Even if we provide bots with explicit instructions and permissions on what they can and can’t do, we are still ultimately responsible for their actions—intended or not.

Date night

Finding love isn’t easy, but having a wingman might help. That’s what the dating app Grindr is betting on with its new AI-powered “wingman."

By year’s end, the platform, known for facilitating dates and hookups between men, will begin testing a chatbot assistant to help people find their ideal match and figure out where to meet for dates. It will be able to do just about everything users can currently do on the app, said George Arison, chief executive at Grindr.

If you’re a serial dater, it can be challenging to keep track of your favorite matches and conversations—that’s where the wingman will step in. If you’re looking for a long-term connection, you will also get an assist: You will be able to ask the bot to dig up your best prospects based on cues from your own chats with other daters, not just what’s on your profile.

And if you’re just jumping back into the dating pool, your wingman will be able to build you a profile that will garner attention, and matches.

Right now, Arison’s personal assistant books reservations on his behalf. But he says Grindr’s wingman will do the same thing: “If my assistant was an AI, what’s the difference?"

Once you find your match, your wingman will help you plan the first date, finding a cafe or bar for the meetup, Arison said. In years to come, the wingman will take things one step further, making restaurant reservations or buying tickets to a show for daters, all in the pursuit of romance. The wingman is expected to scale in 2027.

Buying an outfit

When you’re racking your brain for something to wear, an AI bot might just be the answer to your prayers. Shopping bots are set to take over the tedious parts of buying an outfit: scouring listings, keeping an eye on sales and clicking “buy" so your outfit arrives on time.

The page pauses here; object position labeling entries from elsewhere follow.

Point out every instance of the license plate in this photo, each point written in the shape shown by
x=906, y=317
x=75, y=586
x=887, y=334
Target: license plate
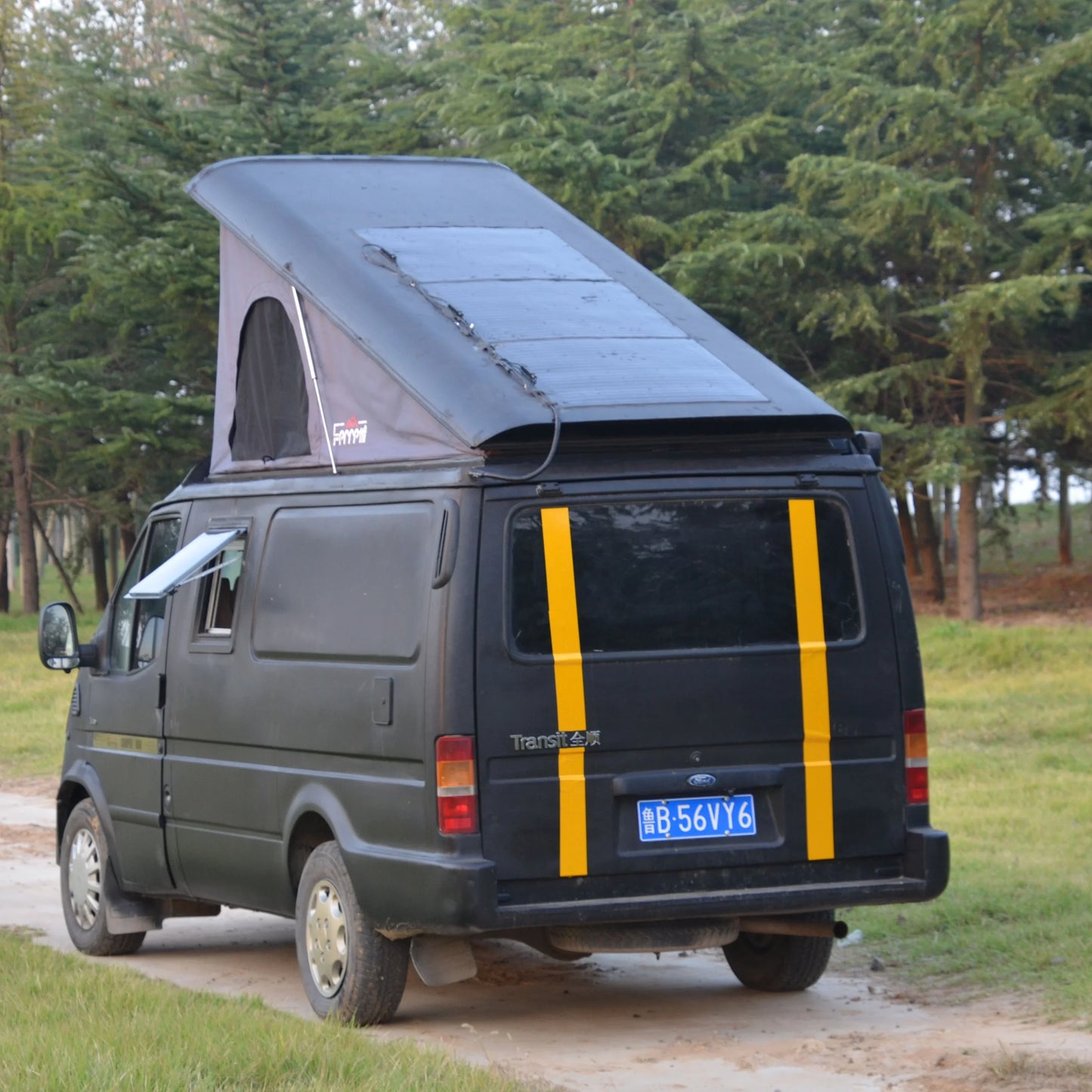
x=687, y=817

For instance, “browsing" bots will interface with “buying" bots, whose sole task is to put your item in the shopping cart, said Bern Elliot, a technology analyst focused on AI at research and consulting firm Gartner. Many bots will be virtually linked to do smaller tasks like check inventory and product information, to complete the larger task of ordering the outfit, Elliot said.

Vertex, the AI platform built by Google’s cloud unit, has a ready-made bot for retailers that can help shoppers find what they need and make purchases. Before a purchase is made, the bot needs explicit permissions from shoppers—helping prevent them from running amok. To make bots even safer, retailers might also bake in the option to talk to a person, said Jason Gelman, Vertex’s director of product management.

Others like the startup Skyfire, which built a blockchain-based payment platform for bots to make purchases from humans or other bots, lets customers set buying limits and verifies each transaction.

Retailers like Shopify and Amazon currently provide shoppers with AI chatbots that can make recommendations and answer product questions. In the next stage, said Vasi Philomin, vice president of generative AI for Amazon’s cloud unit, bots will be built to do things like arrange returns, all without human help.